I didn’t say anything, and I didn’t take my eyes off her. She seemed very calm, the way she is when she’s on the verge of an emotional breakdown, or a blow-up. I could never tell which it was going to be. Apparently, neither could Frank, or he’d have been on his guard. He should have at least remembered the gun.
She continued in a barely audible voice, “I told him I loved him, and that I’d given up my life for him. And he told me . . . he said, ‘Go back to John. He loves you, and I don’t.’ He said I’d be lucky if you took me back, and I should thank God if you did. And he called me . . . names . . . and told me to get out . . .”
I stood there, unable to say anything. I did, though, think about Frank Bellarosa, and I wondered how much he had loved her, and how hard it was for him to say what he’d said to her, which, I just discovered, was more than I’d asked of him. But he owed me a very big favor for saving his life at Giulio’s, and he wanted to be able to say to me, “We are even on favors, Counselor. Nobody owes anybody anything now.” But he didn’t live long enough to tell me we were even.
Susan moved a step closer to me, and we were only inches apart. She said, “And that’s why I killed him.” She asked me, “All right?”
I half expected to see tears running down her cheeks, but Susan is not much of a crier, though I did see her lower lip quiver. I said to her, “All right. He’s dead.”
We both turned and began our walk back to the house. One of us could have said something, but there was nothing left to say.
W
e walked through the rose garden to the patio. Somewhere along the way, Susan had dropped the rose stem, but the other roses sat on the table and she stared at them.
I was certain that after her confession, she expected me to leave, which I wanted to do, but I still needed to speak to her about Amir Nasim and Anthony Bellarosa, and I wanted to do that now in person, so I said to her, “I have something important to tell you.”
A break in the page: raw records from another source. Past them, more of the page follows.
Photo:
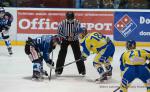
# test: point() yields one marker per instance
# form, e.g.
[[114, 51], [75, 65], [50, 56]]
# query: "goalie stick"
[[116, 89]]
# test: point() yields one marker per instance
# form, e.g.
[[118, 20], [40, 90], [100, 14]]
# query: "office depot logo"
[[125, 25], [47, 21], [37, 24]]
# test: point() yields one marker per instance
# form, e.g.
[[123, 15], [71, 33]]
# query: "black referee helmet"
[[70, 15]]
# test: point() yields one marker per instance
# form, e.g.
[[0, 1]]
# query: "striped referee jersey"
[[69, 29]]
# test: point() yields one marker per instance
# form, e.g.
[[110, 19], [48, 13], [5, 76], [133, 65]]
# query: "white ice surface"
[[16, 71]]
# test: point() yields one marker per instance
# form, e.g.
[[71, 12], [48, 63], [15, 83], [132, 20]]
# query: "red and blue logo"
[[125, 25]]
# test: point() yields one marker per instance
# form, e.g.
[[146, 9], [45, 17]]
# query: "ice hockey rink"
[[16, 71]]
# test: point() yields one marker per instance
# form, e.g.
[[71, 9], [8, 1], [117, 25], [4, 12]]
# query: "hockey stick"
[[50, 72], [68, 64], [116, 89]]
She looked at me, but didn’t respond.
I continued, “I’m sure you’d rather be alone now, but if you can sit and listen to me for about ten minutes . . .”
She replied, “If it’s important.”
“It is.” I suggested, “Why don’t we sit?”
“I need a few minutes. Would you like something?”
“Water.”
She went into the house, and I stood at the wicker table and opened the box she’d given me. Inside, as she said, were copies of letters from Edward and Carolyn, and also a stack of family photographs. I flipped through them and noticed a few group shots that included my parents and hers.